[Air-l] teens and myspace
Sangeet Bhullar
sangeet at wisekids.org.uk
Tue Feb 28 07:29:16 PST 2006
Hi Nancy,
Danah Boyd has written an interesting paper that discusses this, see:
http://www.danah.org/papers/AAAS2006.html
There is also more discussion at:
http://many.corante.com/archives/2006/02/21/the_significance_of_myspace.
php
Best,
Sangeet Bhullar
Executive Director
WISE KIDS
email: sangeet at wisekids.org.uk
skype id: sangeetbhullar
-----Original Message-----
From: air-l-bounces at listserv.aoir.org
[mailto:air-l-bounces at listserv.aoir.org] On Behalf Of Nancy Baym
Sent: 28 February 2006 15:11
To: air-l at aoir.org
Subject: [Air-l] teens and myspace
I have a question for those of you working with youth culture,
particularly but not just around MySpace.

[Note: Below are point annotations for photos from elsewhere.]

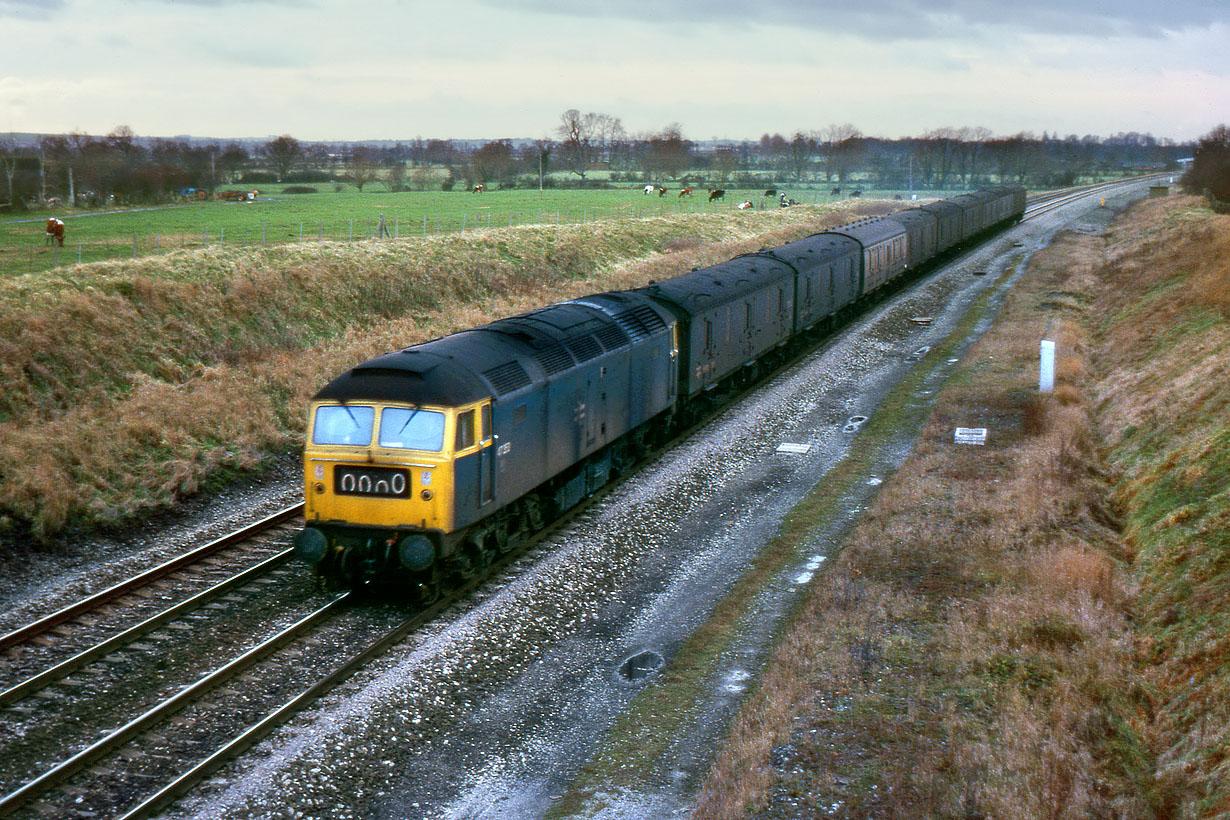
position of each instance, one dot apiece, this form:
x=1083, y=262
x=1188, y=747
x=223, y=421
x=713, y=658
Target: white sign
x=969, y=435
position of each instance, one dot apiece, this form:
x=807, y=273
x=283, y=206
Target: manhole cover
x=641, y=665
x=854, y=423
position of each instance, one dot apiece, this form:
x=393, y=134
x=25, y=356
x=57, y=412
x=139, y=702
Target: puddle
x=641, y=665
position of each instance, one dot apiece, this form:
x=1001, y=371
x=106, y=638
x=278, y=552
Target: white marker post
x=1047, y=366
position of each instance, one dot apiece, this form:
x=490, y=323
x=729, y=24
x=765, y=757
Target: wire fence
x=38, y=256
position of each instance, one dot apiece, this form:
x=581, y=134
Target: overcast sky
x=488, y=69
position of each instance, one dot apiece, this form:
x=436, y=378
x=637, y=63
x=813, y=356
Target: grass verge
x=642, y=741
x=1036, y=628
x=129, y=385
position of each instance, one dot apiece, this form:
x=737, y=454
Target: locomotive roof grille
x=555, y=359
x=584, y=348
x=507, y=378
x=611, y=337
x=640, y=322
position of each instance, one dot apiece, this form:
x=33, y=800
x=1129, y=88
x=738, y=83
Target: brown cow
x=55, y=231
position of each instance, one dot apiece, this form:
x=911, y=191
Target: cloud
x=31, y=7
x=907, y=19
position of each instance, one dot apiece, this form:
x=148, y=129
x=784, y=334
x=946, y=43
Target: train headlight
x=310, y=545
x=416, y=552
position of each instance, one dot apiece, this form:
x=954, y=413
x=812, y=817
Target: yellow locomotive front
x=379, y=486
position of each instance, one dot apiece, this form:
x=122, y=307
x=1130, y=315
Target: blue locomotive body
x=424, y=464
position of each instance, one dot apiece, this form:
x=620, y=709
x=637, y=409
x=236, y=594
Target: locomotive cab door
x=486, y=456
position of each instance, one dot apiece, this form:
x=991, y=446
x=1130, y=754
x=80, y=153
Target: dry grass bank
x=132, y=384
x=994, y=642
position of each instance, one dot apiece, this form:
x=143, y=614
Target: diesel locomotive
x=421, y=466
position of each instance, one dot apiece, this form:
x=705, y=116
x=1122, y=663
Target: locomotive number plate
x=381, y=482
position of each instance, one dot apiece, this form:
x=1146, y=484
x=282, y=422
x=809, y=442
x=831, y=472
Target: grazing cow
x=55, y=231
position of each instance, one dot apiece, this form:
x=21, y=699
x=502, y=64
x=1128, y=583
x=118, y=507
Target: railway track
x=1053, y=201
x=159, y=750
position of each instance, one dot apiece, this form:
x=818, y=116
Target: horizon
x=325, y=71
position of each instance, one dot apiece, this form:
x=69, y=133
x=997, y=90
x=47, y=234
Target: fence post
x=1046, y=366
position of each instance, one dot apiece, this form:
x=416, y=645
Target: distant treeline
x=591, y=150
x=1209, y=172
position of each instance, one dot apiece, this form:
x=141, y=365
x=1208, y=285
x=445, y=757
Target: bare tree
x=840, y=146
x=362, y=166
x=669, y=154
x=284, y=153
x=492, y=161
x=586, y=138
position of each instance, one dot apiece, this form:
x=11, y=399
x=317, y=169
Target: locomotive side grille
x=640, y=322
x=507, y=378
x=611, y=337
x=584, y=348
x=555, y=359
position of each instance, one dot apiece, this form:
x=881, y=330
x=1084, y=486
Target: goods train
x=426, y=464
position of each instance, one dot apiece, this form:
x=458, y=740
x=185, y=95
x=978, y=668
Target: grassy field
x=342, y=213
x=132, y=384
x=1035, y=628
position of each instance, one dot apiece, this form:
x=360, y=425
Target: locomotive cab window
x=465, y=438
x=410, y=428
x=343, y=425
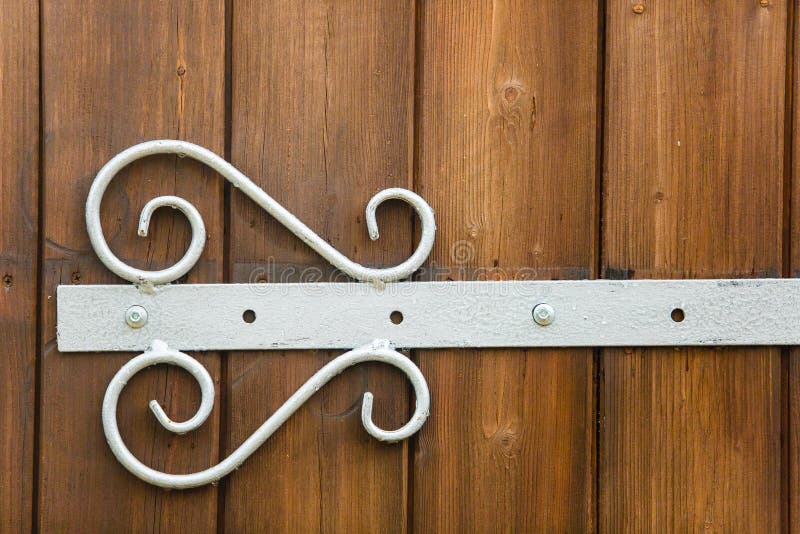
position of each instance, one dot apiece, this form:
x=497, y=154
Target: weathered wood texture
x=115, y=74
x=506, y=151
x=690, y=439
x=322, y=102
x=521, y=122
x=19, y=184
x=792, y=382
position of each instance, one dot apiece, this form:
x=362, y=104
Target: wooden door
x=554, y=140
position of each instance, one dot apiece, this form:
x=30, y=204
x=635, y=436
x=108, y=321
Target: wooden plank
x=691, y=438
x=116, y=74
x=792, y=383
x=506, y=156
x=322, y=119
x=19, y=182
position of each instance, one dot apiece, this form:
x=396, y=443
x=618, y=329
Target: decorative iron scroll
x=159, y=352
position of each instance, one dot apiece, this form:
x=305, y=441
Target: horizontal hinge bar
x=586, y=313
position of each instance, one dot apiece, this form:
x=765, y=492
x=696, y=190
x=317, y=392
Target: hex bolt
x=136, y=316
x=544, y=314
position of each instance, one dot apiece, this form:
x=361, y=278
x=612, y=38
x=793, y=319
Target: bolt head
x=136, y=316
x=544, y=314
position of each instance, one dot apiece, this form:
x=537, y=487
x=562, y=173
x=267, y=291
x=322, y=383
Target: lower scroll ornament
x=149, y=282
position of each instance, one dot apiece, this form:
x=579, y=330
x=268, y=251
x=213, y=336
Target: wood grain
x=19, y=183
x=506, y=151
x=693, y=174
x=116, y=74
x=793, y=246
x=322, y=119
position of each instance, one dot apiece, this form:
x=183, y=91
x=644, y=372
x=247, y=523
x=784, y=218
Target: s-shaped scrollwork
x=260, y=197
x=378, y=351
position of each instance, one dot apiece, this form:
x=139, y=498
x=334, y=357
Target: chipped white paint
x=260, y=197
x=377, y=351
x=435, y=314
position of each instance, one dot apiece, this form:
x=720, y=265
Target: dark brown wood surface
x=690, y=439
x=322, y=102
x=114, y=75
x=554, y=140
x=19, y=186
x=506, y=155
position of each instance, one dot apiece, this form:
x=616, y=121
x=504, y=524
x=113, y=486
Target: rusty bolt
x=543, y=314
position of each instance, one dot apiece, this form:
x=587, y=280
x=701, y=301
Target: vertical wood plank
x=322, y=119
x=793, y=382
x=690, y=438
x=116, y=74
x=506, y=148
x=19, y=183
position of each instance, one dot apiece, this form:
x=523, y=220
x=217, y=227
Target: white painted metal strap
x=591, y=313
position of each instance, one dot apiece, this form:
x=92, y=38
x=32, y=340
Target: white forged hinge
x=373, y=318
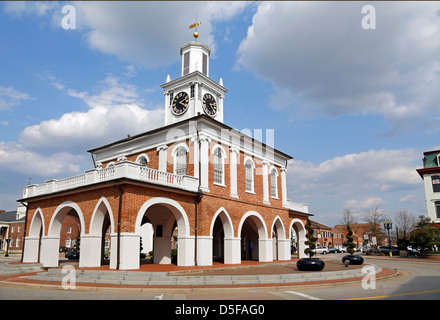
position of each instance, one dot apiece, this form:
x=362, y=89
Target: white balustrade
x=123, y=169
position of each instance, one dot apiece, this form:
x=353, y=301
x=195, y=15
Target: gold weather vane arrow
x=194, y=25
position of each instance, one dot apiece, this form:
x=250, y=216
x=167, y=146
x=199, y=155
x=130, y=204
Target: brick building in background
x=225, y=191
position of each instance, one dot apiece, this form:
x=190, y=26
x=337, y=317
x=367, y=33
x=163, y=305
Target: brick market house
x=224, y=191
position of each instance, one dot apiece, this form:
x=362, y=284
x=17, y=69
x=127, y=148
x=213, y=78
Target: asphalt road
x=419, y=280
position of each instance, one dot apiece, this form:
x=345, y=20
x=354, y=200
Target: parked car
x=413, y=251
x=72, y=255
x=322, y=250
x=387, y=249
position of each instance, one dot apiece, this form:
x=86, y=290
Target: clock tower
x=194, y=92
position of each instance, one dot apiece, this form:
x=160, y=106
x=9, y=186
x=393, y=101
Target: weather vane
x=194, y=25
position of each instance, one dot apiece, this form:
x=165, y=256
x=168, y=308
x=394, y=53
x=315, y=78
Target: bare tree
x=375, y=217
x=405, y=223
x=348, y=217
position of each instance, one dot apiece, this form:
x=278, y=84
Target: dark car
x=387, y=249
x=72, y=255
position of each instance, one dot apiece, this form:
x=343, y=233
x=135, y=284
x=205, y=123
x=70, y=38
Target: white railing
x=124, y=169
x=295, y=206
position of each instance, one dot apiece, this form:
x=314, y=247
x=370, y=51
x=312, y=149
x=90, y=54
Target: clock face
x=209, y=104
x=180, y=103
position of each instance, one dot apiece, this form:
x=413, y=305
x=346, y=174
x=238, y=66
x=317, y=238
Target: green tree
x=350, y=244
x=311, y=240
x=77, y=243
x=425, y=234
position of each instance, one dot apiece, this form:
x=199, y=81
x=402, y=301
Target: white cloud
x=9, y=97
x=113, y=113
x=22, y=8
x=142, y=33
x=318, y=55
x=14, y=157
x=356, y=181
x=147, y=33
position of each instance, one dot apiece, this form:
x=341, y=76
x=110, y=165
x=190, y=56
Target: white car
x=322, y=250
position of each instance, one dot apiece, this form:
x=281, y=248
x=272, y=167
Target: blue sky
x=355, y=107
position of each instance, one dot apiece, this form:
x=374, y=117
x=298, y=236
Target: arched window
x=435, y=183
x=249, y=175
x=273, y=183
x=437, y=209
x=180, y=161
x=218, y=166
x=143, y=161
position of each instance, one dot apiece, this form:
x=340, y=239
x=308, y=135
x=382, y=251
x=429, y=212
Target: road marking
x=393, y=295
x=303, y=295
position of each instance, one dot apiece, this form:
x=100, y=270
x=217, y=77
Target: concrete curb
x=166, y=279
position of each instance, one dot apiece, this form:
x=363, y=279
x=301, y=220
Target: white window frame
x=174, y=155
x=223, y=159
x=248, y=160
x=273, y=169
x=139, y=158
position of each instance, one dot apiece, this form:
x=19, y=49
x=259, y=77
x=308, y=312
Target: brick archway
x=161, y=247
x=32, y=248
x=51, y=242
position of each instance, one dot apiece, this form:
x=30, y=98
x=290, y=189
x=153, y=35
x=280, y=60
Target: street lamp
x=7, y=247
x=388, y=225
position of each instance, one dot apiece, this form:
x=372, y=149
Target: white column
x=204, y=162
x=31, y=249
x=196, y=159
x=129, y=251
x=162, y=157
x=283, y=186
x=167, y=107
x=232, y=251
x=265, y=251
x=233, y=174
x=204, y=251
x=301, y=248
x=162, y=250
x=113, y=250
x=265, y=182
x=185, y=251
x=50, y=251
x=90, y=251
x=284, y=249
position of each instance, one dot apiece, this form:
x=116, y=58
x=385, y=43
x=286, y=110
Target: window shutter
x=186, y=63
x=205, y=65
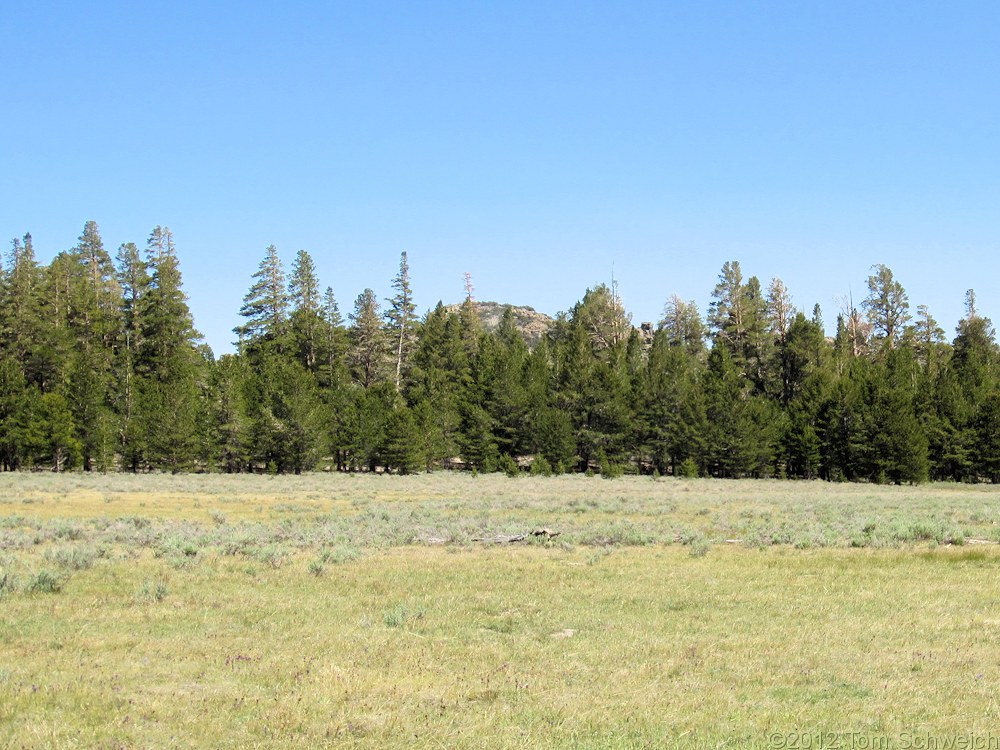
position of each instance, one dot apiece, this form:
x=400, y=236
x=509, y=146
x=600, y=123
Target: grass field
x=357, y=611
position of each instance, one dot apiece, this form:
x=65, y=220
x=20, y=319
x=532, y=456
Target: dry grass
x=173, y=635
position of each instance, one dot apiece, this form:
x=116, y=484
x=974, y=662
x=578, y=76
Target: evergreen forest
x=102, y=369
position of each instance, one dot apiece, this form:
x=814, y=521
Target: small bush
x=273, y=555
x=611, y=470
x=44, y=582
x=71, y=558
x=699, y=547
x=688, y=469
x=340, y=554
x=401, y=614
x=508, y=465
x=152, y=591
x=540, y=467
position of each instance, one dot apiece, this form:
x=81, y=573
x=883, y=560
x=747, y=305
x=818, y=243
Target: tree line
x=101, y=368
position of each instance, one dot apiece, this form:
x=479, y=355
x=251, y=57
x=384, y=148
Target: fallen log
x=510, y=538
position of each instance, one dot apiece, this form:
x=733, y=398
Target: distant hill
x=531, y=323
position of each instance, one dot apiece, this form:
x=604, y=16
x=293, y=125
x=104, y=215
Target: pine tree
x=265, y=306
x=402, y=318
x=307, y=319
x=134, y=279
x=887, y=307
x=367, y=340
x=168, y=361
x=683, y=326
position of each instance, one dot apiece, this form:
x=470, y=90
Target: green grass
x=372, y=620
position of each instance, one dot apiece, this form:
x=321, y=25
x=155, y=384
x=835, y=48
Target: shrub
x=540, y=467
x=508, y=465
x=152, y=591
x=72, y=558
x=699, y=547
x=401, y=614
x=44, y=582
x=688, y=469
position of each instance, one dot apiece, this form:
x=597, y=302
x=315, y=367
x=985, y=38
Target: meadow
x=377, y=611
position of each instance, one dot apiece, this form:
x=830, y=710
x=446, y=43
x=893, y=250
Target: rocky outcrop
x=532, y=324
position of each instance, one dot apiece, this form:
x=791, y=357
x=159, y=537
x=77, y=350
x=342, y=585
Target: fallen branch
x=510, y=538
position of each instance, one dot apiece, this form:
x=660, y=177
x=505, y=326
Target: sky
x=544, y=147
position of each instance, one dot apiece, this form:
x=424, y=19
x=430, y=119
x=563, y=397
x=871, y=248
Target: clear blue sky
x=533, y=144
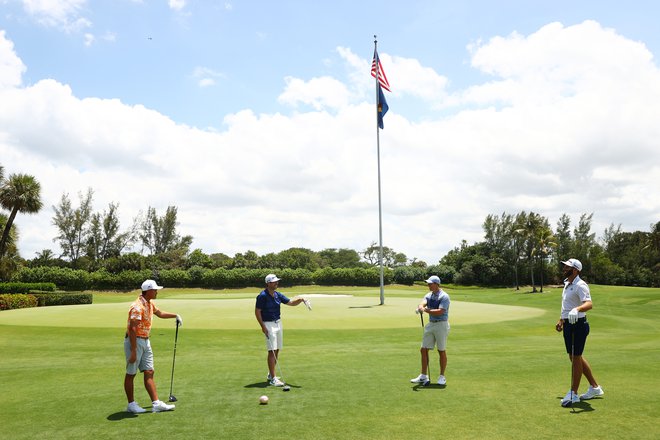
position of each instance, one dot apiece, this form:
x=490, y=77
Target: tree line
x=517, y=249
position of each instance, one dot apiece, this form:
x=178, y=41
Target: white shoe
x=159, y=406
x=134, y=408
x=422, y=378
x=570, y=398
x=592, y=392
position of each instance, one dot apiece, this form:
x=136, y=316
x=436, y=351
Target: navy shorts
x=575, y=336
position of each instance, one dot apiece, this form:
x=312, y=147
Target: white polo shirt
x=574, y=295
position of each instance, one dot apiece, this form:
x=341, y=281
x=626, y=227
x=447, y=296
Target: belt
x=583, y=319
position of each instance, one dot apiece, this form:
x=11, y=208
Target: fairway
x=348, y=363
x=217, y=311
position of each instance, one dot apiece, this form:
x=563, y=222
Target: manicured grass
x=348, y=363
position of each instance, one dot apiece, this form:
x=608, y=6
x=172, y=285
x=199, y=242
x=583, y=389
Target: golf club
x=570, y=402
x=428, y=368
x=176, y=337
x=277, y=364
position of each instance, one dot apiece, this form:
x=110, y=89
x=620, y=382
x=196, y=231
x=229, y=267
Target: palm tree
x=19, y=193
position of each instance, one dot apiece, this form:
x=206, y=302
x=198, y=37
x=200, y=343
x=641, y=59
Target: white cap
x=572, y=262
x=150, y=285
x=271, y=278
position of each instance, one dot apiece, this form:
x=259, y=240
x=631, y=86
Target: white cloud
x=11, y=66
x=62, y=14
x=566, y=124
x=320, y=93
x=206, y=77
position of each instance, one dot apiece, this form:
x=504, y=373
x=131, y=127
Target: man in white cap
x=267, y=312
x=138, y=348
x=575, y=302
x=436, y=305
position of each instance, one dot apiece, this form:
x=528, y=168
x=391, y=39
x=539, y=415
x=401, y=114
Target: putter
x=428, y=368
x=176, y=337
x=277, y=364
x=570, y=402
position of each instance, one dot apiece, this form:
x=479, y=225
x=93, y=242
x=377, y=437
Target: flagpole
x=380, y=210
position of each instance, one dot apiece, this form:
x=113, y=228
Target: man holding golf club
x=267, y=312
x=436, y=305
x=575, y=301
x=138, y=348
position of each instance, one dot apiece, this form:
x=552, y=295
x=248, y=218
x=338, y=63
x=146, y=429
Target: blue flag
x=382, y=107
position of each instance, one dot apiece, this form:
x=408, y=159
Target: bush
x=18, y=287
x=356, y=276
x=64, y=277
x=408, y=275
x=11, y=301
x=62, y=298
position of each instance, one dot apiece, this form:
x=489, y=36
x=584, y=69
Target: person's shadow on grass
x=121, y=415
x=580, y=407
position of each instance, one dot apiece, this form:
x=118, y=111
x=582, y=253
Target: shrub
x=64, y=277
x=20, y=301
x=18, y=287
x=62, y=298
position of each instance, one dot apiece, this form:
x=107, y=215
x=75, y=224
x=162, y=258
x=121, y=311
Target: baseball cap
x=150, y=285
x=271, y=278
x=572, y=262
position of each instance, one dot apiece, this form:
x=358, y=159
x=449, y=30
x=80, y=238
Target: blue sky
x=256, y=118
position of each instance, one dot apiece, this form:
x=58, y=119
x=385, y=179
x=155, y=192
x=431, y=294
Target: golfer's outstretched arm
x=257, y=314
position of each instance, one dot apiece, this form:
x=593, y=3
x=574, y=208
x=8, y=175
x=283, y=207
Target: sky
x=257, y=120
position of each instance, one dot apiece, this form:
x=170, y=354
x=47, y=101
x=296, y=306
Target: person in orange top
x=138, y=348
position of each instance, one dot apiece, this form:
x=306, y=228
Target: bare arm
x=257, y=314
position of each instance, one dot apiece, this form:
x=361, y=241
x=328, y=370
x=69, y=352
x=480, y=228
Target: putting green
x=209, y=311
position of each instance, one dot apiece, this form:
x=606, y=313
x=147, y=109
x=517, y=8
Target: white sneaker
x=570, y=398
x=134, y=408
x=422, y=378
x=159, y=406
x=592, y=392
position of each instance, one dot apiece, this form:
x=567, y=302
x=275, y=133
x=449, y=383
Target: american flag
x=378, y=72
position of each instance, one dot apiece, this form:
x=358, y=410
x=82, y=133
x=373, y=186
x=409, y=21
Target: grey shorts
x=145, y=357
x=275, y=339
x=435, y=333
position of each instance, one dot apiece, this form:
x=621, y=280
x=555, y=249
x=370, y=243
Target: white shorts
x=274, y=339
x=435, y=333
x=145, y=357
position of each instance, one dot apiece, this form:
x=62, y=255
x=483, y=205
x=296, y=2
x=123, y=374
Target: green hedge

I have been interested recently by what I perceive as a gap between
the ways in which most of us *use* the internet socially (ie, often
without big issues about it) and the way we *think* about using the
internet socially (ie, a poor substitute for more meaningful
face-to-face interaction). Recently a number of adults have said to
me that this gap between action and perception, which they
acknowledge in themselves, is completely gone with teens, what with
myspace and all.
My question is whether youth really perceive their online
communication to be completely non-problematic compared to
face-to-face communication, or if even amongst teens there is a sense
that it might be a little pathetic or embarrassing to use the
internet socially (even amongst those who do). Is the stigma around
online socializing really completely gone for youth? Of course,
adults always perceive kids as way better and more comfortable with
the net than they are, which makes me wonder if this sense that kids
have no sense of stigma is adult perception vs youth reality.